I got five games in the last month: Tikal, Torres, Traumfabrik (bought before I realized that I had no more money), Battle Cry (gift for son), and Abalone (gift from parents.
So far I've played Torres and Abalone.
Torres is a nice game, but definitely more on the Chess side of the spectrum. The point gain for each move is very clear: height of knight for placing a base piece, base of castle for moving a knight up one step. Also, whenever moving, you try to create dual steps for yourself, and deny them for your opponents. Lastly, you have to ensure that there are no N-1 levels available in your castle for knights to sneak into.
So the joy of the game isn't in the wildly unexpected, but in the careful planning, like PoF, Goa, Chess. Careful planning games are what some people call "dry". So be it. There is plenty of roon in the game for fun and, often enough, the unexpected. Plenty of interaction, too.
Abalone is a simple abstract. Hard to decide how deep it is, as it seems that your object is to stay in the middle while trapping opponent's pieces in a corner. Not that hard if your opponent is careless. I will need to play against some careful opponents to see how it goes.

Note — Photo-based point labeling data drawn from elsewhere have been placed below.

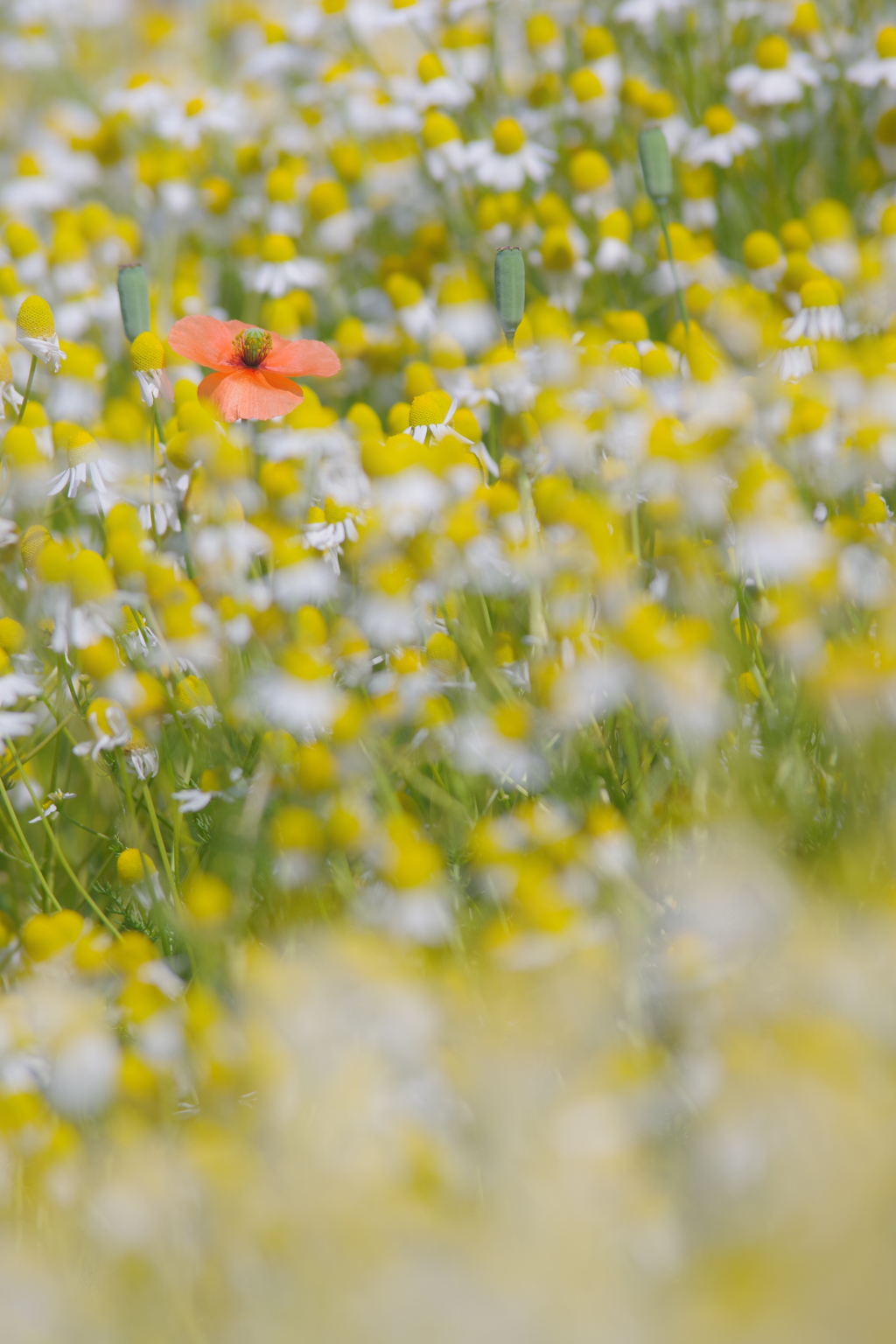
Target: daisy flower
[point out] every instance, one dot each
(880, 69)
(434, 87)
(614, 253)
(281, 270)
(326, 531)
(431, 414)
(508, 159)
(83, 464)
(253, 368)
(37, 331)
(778, 77)
(592, 101)
(599, 52)
(720, 140)
(444, 144)
(7, 388)
(765, 260)
(820, 316)
(110, 729)
(210, 787)
(148, 363)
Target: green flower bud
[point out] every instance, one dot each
(133, 295)
(509, 288)
(655, 164)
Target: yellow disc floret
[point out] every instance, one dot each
(430, 409)
(35, 318)
(760, 250)
(278, 248)
(135, 865)
(887, 43)
(718, 120)
(147, 354)
(508, 136)
(773, 52)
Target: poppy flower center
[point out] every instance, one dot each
(251, 346)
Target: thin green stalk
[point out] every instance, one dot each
(682, 311)
(55, 844)
(27, 396)
(24, 845)
(160, 844)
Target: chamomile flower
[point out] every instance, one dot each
(720, 138)
(765, 260)
(778, 77)
(508, 159)
(85, 464)
(444, 153)
(820, 316)
(436, 87)
(880, 69)
(7, 388)
(430, 416)
(148, 363)
(592, 102)
(37, 332)
(109, 724)
(328, 528)
(615, 255)
(283, 270)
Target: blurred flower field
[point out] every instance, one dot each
(448, 671)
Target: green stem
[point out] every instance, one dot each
(682, 311)
(160, 845)
(25, 848)
(24, 402)
(55, 844)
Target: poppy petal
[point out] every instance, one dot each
(207, 341)
(246, 394)
(303, 359)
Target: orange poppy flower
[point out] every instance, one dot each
(253, 368)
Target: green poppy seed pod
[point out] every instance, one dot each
(133, 296)
(655, 164)
(509, 288)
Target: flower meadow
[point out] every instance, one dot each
(448, 671)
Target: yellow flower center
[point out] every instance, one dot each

I also received two excellent books: A Gamut of Games by Sid Sackson, which I haven't read yet. And New Rules for Classic Games by R Wayne Schmittberger. The latter book is all about taking the boring games that were around until 1990 (it was written shortly thereafter) and adding new rules, fixes, variants, and even new games from the components. Anyone who knows me knows that this is so perfectly up my alley that I am in love. Wow, is all I can say. Maybe I can write the sequel for German games.